The numbers tell the structural story. Women make up 36% of community-level coaches. By the time you reach Olympic-accredited coaching, that figure drops to 19%. In six seasons of AFLW, three women served as senior head coaches. Twenty-three men held the same role. The pipeline is not leaking. It is being compressed, at every level, by structures that were never designed with women in mind.
This matters for girls, obviously. But it also matters for boys, in ways the conversation rarely gets to.
· 36% Women among community-level coaches
· 19% Women among Olympic-accredited coaches
· 3 vs 23 Female vs male AFLW senior head coaches across 6 seasons
WHO'S IN CHARGE TELLS BOYS WHO BELONGS IN CHARGE
When aggression is the dominant mode of authority boys are exposed to, it becomes the template for what leadership looks like.
Sport is one of the primary places where boys learn what authority looks like. Not through lessons, but through observation. Who runs the training session. Who calls the plays. Who raises their voice and whose voice carries weight. When that person is almost always male, boys absorb a lesson about power that no classroom instruction will easily undo.
Sporting culture is often associated with a particular version of masculinity: dominant, aggressive, emotionally closed. The culture reproduces itself, not because of individual bad actors, but because when everyone in charge looks the same, nobody stops to ask whether there's a better way.
And there often is.
The assertive, high-intensity coaching style that drives some kids forward leaves others behind. Variety in who leads means variety in how kids are reached, and that is good for every child on the team, regardless of gender.
When women hold genuine coaching authority, that changes. Not through a speech about values, but through the daily reality of who is standing at the front and a different approach to the same job.
Boys who grow up with female coaches in positions of real authority develop a different mental model of what leadership looks like, simply by having lived experience of it as normal.
WHAT WOMEN BRING TO COACHING, AND WHY IT MATTERS
Female coach working with teen boys football team
Athletes rate communal coaching styles more highly for relational competence. That preference does not change based on the coach's gender.
Research on 308 athletes across sport levels and genders found that male and female coaches received equivalent competence ratings. Athletes did not systematically prefer male coaches. What they did consistently prefer was a communal coaching style: supportive, empathetic, collaborative. Coaches who led that way rated higher on both relational and strategic competence, regardless of gender.

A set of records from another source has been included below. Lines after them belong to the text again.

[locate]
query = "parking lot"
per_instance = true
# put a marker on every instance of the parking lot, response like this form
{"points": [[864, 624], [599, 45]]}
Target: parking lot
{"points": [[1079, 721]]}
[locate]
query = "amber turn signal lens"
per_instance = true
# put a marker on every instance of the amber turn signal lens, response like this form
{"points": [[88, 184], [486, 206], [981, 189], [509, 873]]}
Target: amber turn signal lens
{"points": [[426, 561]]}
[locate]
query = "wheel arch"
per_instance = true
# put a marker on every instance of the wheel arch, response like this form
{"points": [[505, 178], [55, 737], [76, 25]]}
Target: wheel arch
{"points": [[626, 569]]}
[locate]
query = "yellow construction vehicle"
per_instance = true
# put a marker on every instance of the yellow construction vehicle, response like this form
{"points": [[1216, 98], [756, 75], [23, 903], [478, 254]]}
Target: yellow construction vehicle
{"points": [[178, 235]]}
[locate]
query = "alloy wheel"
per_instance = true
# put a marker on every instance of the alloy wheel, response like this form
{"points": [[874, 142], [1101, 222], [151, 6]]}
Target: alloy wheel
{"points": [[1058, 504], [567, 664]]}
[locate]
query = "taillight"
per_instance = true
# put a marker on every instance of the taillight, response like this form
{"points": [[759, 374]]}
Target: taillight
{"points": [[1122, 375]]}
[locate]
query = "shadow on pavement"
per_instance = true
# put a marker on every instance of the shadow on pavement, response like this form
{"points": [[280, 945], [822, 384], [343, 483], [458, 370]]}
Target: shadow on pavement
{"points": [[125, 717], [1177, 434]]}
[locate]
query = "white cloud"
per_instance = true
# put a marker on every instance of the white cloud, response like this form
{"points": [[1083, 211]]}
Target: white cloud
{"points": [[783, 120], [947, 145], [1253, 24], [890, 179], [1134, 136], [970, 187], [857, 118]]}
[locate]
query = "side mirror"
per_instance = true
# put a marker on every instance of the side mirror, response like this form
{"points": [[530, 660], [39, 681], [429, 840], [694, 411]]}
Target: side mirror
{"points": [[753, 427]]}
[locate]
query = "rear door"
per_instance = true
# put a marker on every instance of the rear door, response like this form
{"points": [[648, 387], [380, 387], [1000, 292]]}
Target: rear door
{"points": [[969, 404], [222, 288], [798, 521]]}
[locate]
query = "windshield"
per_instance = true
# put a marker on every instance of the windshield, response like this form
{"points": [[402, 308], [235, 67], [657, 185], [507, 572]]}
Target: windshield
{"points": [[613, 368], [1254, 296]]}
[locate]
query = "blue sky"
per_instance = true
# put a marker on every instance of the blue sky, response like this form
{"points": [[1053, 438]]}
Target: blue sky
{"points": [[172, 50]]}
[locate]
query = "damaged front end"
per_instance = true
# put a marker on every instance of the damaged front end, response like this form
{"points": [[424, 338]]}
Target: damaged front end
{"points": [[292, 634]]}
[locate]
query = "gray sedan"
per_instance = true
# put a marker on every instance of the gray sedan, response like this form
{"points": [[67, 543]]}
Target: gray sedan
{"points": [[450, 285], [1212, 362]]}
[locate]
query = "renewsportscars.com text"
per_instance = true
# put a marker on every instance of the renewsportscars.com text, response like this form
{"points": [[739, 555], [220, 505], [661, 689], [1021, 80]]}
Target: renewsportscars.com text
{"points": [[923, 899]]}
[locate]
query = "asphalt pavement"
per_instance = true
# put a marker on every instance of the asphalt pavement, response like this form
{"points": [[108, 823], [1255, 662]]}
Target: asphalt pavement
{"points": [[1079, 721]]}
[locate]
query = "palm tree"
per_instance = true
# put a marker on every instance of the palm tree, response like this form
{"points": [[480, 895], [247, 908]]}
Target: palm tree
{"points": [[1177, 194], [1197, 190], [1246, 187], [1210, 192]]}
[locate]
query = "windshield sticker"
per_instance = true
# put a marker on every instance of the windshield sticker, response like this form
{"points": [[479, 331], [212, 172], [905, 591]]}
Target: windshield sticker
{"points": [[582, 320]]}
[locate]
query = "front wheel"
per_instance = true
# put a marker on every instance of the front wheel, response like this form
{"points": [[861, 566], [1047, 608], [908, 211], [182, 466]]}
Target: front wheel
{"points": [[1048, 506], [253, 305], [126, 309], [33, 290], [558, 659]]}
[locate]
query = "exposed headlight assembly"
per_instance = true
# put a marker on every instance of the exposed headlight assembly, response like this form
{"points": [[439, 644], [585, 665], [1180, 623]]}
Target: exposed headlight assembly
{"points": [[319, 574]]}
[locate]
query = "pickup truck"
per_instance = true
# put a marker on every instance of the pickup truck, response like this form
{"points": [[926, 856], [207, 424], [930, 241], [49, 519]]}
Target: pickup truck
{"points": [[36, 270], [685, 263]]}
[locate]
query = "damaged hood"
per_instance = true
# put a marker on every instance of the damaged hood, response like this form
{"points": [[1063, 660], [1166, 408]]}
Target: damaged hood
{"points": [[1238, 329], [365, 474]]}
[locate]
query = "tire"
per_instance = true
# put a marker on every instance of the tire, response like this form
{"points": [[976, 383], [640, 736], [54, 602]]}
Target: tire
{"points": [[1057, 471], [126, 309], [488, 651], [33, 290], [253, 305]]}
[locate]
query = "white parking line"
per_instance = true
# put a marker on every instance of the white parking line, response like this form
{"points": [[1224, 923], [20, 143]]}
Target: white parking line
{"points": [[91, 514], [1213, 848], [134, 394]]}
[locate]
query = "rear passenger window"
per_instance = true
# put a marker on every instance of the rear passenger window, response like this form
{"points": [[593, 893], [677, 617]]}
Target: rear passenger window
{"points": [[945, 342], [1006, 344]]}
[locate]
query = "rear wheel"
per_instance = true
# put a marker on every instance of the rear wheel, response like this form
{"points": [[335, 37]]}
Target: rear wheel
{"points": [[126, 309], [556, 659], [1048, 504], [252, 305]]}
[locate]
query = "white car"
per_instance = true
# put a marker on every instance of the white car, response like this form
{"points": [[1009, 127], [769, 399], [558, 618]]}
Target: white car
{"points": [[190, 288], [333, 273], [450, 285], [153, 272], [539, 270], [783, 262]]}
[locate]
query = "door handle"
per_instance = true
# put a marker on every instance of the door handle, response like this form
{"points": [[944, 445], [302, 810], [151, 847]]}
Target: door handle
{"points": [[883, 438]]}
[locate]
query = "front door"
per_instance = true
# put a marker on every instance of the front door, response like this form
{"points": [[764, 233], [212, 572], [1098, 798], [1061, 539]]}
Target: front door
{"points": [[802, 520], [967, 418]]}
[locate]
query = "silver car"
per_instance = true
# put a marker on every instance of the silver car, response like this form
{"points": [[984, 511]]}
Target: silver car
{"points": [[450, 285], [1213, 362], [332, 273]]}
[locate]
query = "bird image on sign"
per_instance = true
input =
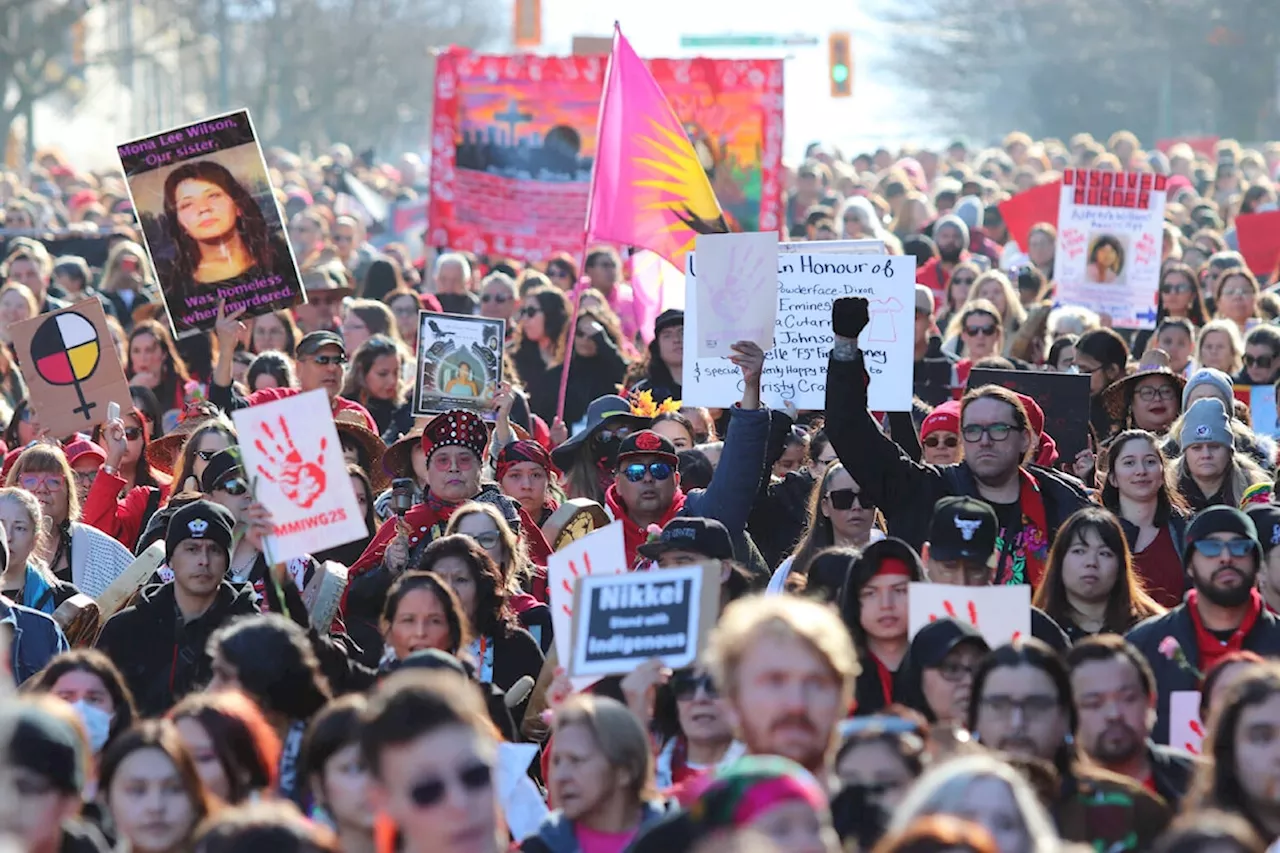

The coaching style athletes most value is one more commonly modelled by women. And yet the structures of sport consistently penalise women who bring it. Women who coach assertively are read as aggressive. Women who coach collaboratively are read as insufficiently serious. The double bind is structural, built into environments designed around a version of authority that was never meant to include them.
Boys trained in these environments absorb both lessons: that leadership is male, and that care is weakness. Neither is true. Neither is useful. And both are preventable.
WHEN WOMEN DO BREAK THROUGH
Nancy Lieberman became the second woman to serve as an NBA assistant coach in 2015, and went on to become the first female coach to win a title in a men's professional league.
Nancy Lieberman joined the Sacramento Kings' staff in 2015, the second woman ever in an NBA assistant coaching role. She later became the first female coach to win a title in a men's professional league, taking the BIG3's Power team to the 2018 championship. Becky Hammon, who preceded her at the Spurs, left the NBA in 2021 to become head coach of the Las Vegas Aces, winning three WNBA championships in four seasons.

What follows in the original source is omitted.